You may be interested in this other article on the Vernon Langile. It was sunk and recovered in 2001.


06-07-2011, 11:03 PM
Paintings of Bush Island one lungers. at leat 2 Tancook Scooners, old salt bankers &c. seen here:


06-08-2011, 07:28 AM
FWIW, The Tancook whaler Vernon Langille may make it to the WB Show that's coming up.

06-25-2012, 04:17 PM
Two instances of Tancook schooners (the transom stern type, little miniatures of the BLUENOSE) can be seen among the collection of Jack Lorimer Gray paintings on FaceBook:



Bruce Keefauver
06-26-2012, 04:54 PM
Real nice, thanks for sharing.

karl kirkman
07-07-2012, 08:54 PM
A little late to respond, but Mocking Bird was a Ralph Wiley design of roughly WW11 vintage. He later took it furtther in other beautiful boats, particularly Fox and Vixen which were about 36 feet as I recall. Plans are in the Chesapeake Bay Maritime Museum collection. I spent my childhood drooling over Fox when she sat at a mooring in Gibson Island harbor; varnished strip planked topsides, and Uncle Raplh as he was called raced Vixen - beautiful Flag Blue and mahogany topsides. Sam Rabl published plans for a hard chine "poor mans" version in his Boatbuilding in Your Own Backyard. Ralph's boats were filled with many slick inventions like his opening ports made with wood wedges.


Ben Fuller
07-07-2012, 11:13 PM
Working today on Vernon; we launched her Tuesday. Been getting sticks in and the standing rigging set up. Her rebuild included a nice installation of a small Vetus to make it feasible to handle with one or two.
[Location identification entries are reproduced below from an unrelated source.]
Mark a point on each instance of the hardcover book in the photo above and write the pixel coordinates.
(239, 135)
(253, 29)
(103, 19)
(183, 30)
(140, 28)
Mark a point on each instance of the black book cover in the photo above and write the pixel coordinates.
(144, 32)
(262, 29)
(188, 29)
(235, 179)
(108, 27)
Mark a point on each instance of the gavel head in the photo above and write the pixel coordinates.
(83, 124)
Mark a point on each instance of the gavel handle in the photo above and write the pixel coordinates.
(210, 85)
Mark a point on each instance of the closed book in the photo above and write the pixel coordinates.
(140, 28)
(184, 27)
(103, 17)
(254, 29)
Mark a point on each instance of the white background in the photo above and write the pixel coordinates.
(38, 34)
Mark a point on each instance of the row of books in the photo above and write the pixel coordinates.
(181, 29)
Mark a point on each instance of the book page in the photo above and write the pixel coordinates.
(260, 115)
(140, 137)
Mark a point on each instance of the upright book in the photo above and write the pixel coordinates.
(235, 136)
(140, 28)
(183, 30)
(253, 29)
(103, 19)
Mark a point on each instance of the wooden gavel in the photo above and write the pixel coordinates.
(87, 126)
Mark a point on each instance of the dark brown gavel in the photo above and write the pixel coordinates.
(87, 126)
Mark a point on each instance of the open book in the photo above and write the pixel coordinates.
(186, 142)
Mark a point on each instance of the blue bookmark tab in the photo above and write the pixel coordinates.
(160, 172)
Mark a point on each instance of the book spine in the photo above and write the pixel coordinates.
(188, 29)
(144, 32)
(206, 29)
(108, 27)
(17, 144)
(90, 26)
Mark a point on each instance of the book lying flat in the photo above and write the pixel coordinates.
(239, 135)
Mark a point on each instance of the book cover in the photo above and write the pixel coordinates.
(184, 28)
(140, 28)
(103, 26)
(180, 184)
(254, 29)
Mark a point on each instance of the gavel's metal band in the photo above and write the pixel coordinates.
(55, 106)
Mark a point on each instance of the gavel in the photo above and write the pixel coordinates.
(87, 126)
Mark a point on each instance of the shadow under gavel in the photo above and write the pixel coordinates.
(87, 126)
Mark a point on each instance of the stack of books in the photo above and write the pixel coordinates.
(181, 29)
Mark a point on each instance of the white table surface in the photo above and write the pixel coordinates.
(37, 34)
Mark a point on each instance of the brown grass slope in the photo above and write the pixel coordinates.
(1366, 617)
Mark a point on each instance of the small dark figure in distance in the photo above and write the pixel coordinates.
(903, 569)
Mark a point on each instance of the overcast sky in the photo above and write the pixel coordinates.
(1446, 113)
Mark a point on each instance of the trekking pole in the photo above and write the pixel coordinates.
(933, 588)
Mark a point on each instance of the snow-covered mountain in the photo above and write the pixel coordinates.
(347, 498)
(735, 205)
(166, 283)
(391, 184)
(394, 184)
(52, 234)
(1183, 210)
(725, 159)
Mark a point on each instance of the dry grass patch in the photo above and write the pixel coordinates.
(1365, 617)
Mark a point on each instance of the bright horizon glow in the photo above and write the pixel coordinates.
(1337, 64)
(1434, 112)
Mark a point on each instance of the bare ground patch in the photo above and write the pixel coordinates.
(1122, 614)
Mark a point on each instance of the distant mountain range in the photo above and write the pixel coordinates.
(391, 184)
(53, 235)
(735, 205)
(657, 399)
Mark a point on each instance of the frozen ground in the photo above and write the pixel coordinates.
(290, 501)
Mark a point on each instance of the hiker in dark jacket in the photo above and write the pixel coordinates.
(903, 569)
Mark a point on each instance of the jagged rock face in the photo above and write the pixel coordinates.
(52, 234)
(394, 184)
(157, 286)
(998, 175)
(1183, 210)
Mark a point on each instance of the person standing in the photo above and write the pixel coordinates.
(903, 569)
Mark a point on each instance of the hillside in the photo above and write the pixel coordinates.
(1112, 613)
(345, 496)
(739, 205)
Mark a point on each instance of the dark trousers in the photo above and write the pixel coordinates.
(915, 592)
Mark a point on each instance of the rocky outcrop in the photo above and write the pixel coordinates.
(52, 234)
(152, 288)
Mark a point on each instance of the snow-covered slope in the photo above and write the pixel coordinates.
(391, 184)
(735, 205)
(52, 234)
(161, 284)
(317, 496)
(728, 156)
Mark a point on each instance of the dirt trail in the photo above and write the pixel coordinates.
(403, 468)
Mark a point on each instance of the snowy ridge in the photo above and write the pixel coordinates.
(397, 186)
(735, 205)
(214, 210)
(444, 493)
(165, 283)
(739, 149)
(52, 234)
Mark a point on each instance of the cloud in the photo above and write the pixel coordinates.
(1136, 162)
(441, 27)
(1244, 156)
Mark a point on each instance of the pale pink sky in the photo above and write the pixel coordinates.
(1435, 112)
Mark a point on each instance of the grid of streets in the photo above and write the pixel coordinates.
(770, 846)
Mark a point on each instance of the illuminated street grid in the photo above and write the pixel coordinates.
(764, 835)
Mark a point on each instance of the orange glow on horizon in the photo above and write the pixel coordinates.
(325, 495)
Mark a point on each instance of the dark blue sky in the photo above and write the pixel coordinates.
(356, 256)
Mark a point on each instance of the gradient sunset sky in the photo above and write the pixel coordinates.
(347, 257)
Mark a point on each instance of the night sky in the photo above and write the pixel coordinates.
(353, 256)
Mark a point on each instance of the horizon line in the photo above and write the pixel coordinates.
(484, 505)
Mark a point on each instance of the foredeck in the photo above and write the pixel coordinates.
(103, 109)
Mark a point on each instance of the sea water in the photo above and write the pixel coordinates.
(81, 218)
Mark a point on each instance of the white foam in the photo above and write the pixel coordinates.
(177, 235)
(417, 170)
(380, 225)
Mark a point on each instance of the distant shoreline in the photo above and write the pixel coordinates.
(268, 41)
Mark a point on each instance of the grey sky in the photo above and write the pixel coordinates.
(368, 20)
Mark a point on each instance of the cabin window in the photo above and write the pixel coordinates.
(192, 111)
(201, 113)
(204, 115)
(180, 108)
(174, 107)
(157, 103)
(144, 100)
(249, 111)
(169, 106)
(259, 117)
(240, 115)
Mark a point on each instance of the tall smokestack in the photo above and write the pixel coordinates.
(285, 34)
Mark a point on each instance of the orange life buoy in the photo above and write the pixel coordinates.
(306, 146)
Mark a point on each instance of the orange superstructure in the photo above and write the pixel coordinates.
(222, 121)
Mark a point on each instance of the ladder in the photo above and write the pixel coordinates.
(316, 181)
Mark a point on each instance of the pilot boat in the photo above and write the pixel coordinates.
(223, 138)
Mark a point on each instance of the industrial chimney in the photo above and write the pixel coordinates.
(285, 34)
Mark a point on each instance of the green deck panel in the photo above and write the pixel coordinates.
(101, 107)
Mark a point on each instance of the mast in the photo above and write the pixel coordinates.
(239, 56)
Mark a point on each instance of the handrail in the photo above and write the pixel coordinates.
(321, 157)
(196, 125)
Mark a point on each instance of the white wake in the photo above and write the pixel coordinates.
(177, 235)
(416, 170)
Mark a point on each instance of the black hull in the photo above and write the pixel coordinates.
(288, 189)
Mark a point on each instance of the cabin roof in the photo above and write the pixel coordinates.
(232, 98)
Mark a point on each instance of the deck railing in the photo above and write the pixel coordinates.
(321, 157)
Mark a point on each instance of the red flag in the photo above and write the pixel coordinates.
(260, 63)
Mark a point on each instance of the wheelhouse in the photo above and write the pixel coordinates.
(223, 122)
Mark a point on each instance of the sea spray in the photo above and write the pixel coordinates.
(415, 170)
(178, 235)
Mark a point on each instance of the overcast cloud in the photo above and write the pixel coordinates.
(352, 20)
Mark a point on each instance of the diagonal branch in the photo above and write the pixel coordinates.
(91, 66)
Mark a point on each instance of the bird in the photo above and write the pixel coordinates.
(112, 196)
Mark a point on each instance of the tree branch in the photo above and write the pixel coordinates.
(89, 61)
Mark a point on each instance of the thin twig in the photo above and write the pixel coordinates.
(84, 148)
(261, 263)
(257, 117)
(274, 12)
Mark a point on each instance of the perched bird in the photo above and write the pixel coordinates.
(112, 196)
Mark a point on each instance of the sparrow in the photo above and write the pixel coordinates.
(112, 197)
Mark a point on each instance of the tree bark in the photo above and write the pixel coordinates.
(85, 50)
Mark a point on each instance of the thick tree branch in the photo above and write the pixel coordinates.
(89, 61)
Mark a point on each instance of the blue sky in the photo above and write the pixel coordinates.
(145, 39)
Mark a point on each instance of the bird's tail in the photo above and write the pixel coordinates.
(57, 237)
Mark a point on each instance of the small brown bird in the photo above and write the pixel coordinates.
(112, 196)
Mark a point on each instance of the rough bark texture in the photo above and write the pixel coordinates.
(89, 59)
Looking to head to Bath, MMM where on the 16th there will be some kind of watery thing 50 years for the museum 40 for the A shop. We have the stock of the Vernon Langille books.

07-08-2012, 10:20 AM

How did you handle the prop? Out the quarter or centerline aperture? I'd be really interested in any handling differences (speed, tacking angles, balance, etc.) you note between the no engine and with engine version.......thanks

07-08-2012, 04:56 PM
Where's she sitting now, Ben?

Ben Fuller
07-09-2012, 08:40 PM
Where's she sitting now, Ben?

Currently at Schooner Wharf in Rockland. I have an A shop mooring for her.

Ben Fuller
07-09-2012, 08:43 PM

How did you handle the prop? Out the quarter or centerline aperture? I'd be really interested in any handling differences (speed, tacking angles, balance, etc.) you note between the no engine and with engine version.......thanks

The engine project started because she came with a shaft and prop already installed to port at a slight angle. The engine installation that John Eastman engineered has the diesel reversed along side the shaft and the transmission via belts. There is stainless steel fabrication and bearings to deal with the side loads on the engine shaft. Prop is a max prop folder so pretty low drag.